De nuevo volvió a mover las mandíbulas.

—¿Tiene alguna idea de por qué se trasladó de West Los Ángeles a Hollywood?

Depositó el tenedor sobre la mesa.

—Cuando se trasladó yo había pasado al cuartel general. Era una zanahoria administrativa que había estado oscilando ante mis ojos durante algún tiempo: revisar los currículums de instrucción. No me entusiasma el papeleo pero no puedes ir dando negativas a los jefazos.

—¿De modo que no estaba enterado de su traslado?

—Eso es.

—¿Tras el período de entrenamiento, usted y Nolan perdieron el contacto?

Me miró.

—No se trataba de perder el contacto, sino de interrumpir una relación más importante tipo padre-hijo. El período de instrucción es limitado. Nolan aprendió cuanto necesitaba y salió al gran mundo de los malos. Me enteré del suicidio al día siguiente de haberse producido por las habladurías de los compañeros. Mi primera reacción fue darle una patada a toda la porquería que rodeaba al muchacho… ¿Cómo alguien tan inteligente pudo haberse comportado de un modo tan estúpido?

Pinchó un calamar.

—¿A qué se dedica la hermana?

—Es enfermera. ¿Le habló Nolan alguna vez de ella?

—Nunca la mencionó. Lo único que decía acerca de su familia era que sus padres habían muerto.

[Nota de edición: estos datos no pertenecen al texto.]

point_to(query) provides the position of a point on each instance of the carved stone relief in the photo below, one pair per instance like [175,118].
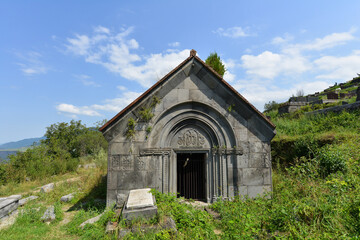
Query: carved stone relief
[191,138]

Apartó el plato a un lado. La mitad de los calamares habían desaparecido.

—¿Qué opina acerca del modo en que lo hizo? —inquirí—. De un modo tan público, quiero decir.

—Muy singular —respondió—. ¿Qué le parece a usted?

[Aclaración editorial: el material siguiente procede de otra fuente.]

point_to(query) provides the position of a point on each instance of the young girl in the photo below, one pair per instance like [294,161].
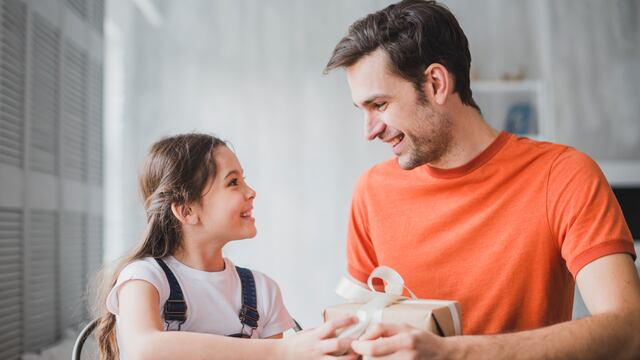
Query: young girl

—¿Podía dar a entender algo?

—¿Cómo, por ejemplo?

Me encogí de hombros.

—¿Había mostrado Nolan tendencias exhibicionistas?

—¿Mostrar? Nunca, estando de servicio. ¡Se sentía orgulloso de su cuerpo! Llevaba el uniforme bien cortado y pulido, pero muchos policías jóvenes son así. No obstante, no sé qué quiere decir acerca de dar a entender algo.

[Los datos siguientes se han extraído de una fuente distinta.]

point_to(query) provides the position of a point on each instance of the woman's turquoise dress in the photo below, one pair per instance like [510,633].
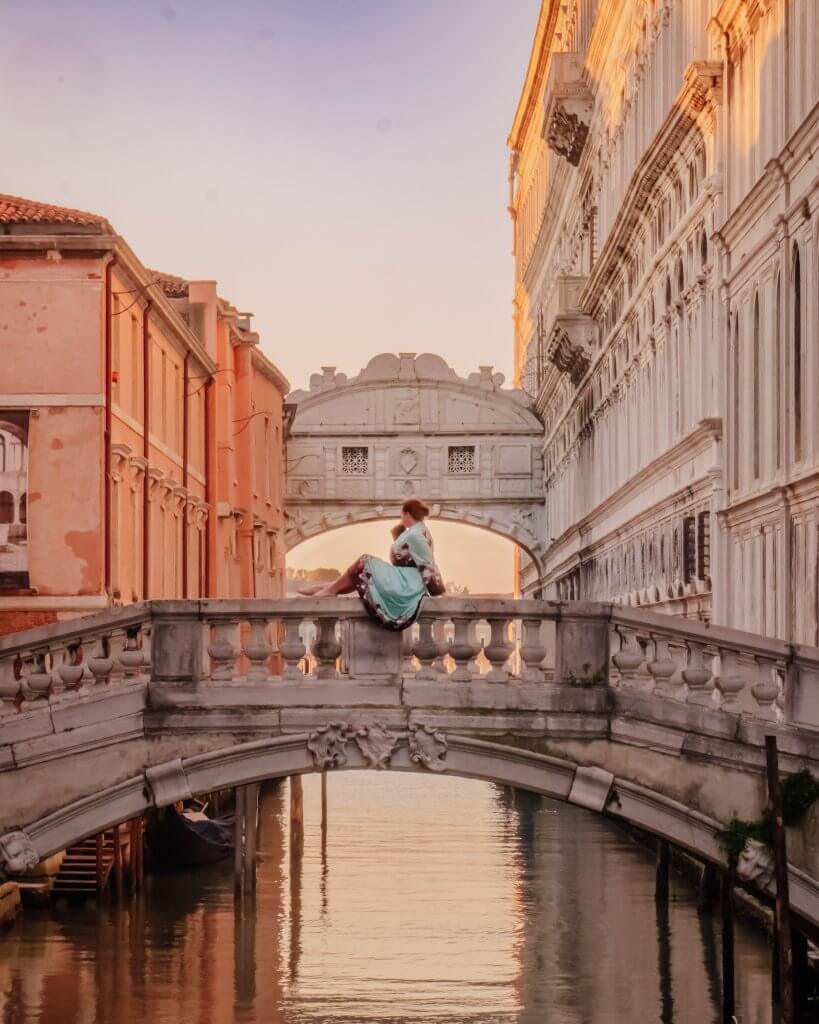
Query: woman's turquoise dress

—Antes ha mencionado que los policías siempre han tratado de minimizar la vergüenza del suicidio. Pero Nolan hizo exactamente lo contrario. Hizo un espectáculo de sí mismo, casi como una autoejecución pública.

Permaneció durante largo rato en silencio. Levantó su copa, la apuró, volvió a llenarla y sorbió de nuevo.

—¿Está sugiriendo que se autocastigaba por algo?

—Solo teorizaba —respondí—. Pero usted no es consciente de que pudiera haber hecho algo de lo que se sintiera culpable.

—Nada que se relacionara con el trabajo. ¿Le contó su hermana algo de acuerdo con esa idea?

Negué con la cabeza.

—No —respondí—. Solo que no tiene sentido.

El camarero se acercó.

—He terminado —dijo Baker.

Seguí su ejemplo, rechacé el postre y tendí al camarero mi tarjeta de crédito. Baker sacó un gran cigarro y mojó la punta.

—¿Le importa?

—No.

—Va contra las normas del restaurante —dijo—. Pero aquí me conocen y me siento donde el viento arrastra el humo.

Examinó el prieto cilindro marrón liado a mano, mordió la punta que colocó en su servilleta y doblo el paño sobre el fragmento. Sacó un encendedor de oro, le prendió fuego y dio una calada. Un humo amargo aunque no desagradable impregnó el espacio entre nosotros y luego se esfumó.

Baker observó los barcos del puerto deportivo y se recostó en su asiento a tomar el sol.

Puf, puf. Pensé en que probablemente habría atestado la taquilla de Milo de pornografía.

—Una terrible pérdida —dijo—. Aún me disgusta.

Pero allí sentado, fumando y bebiendo vino, pulcramente rasurado y con el rostro caldeado por el sol, parecía la viva imagen de la felicidad.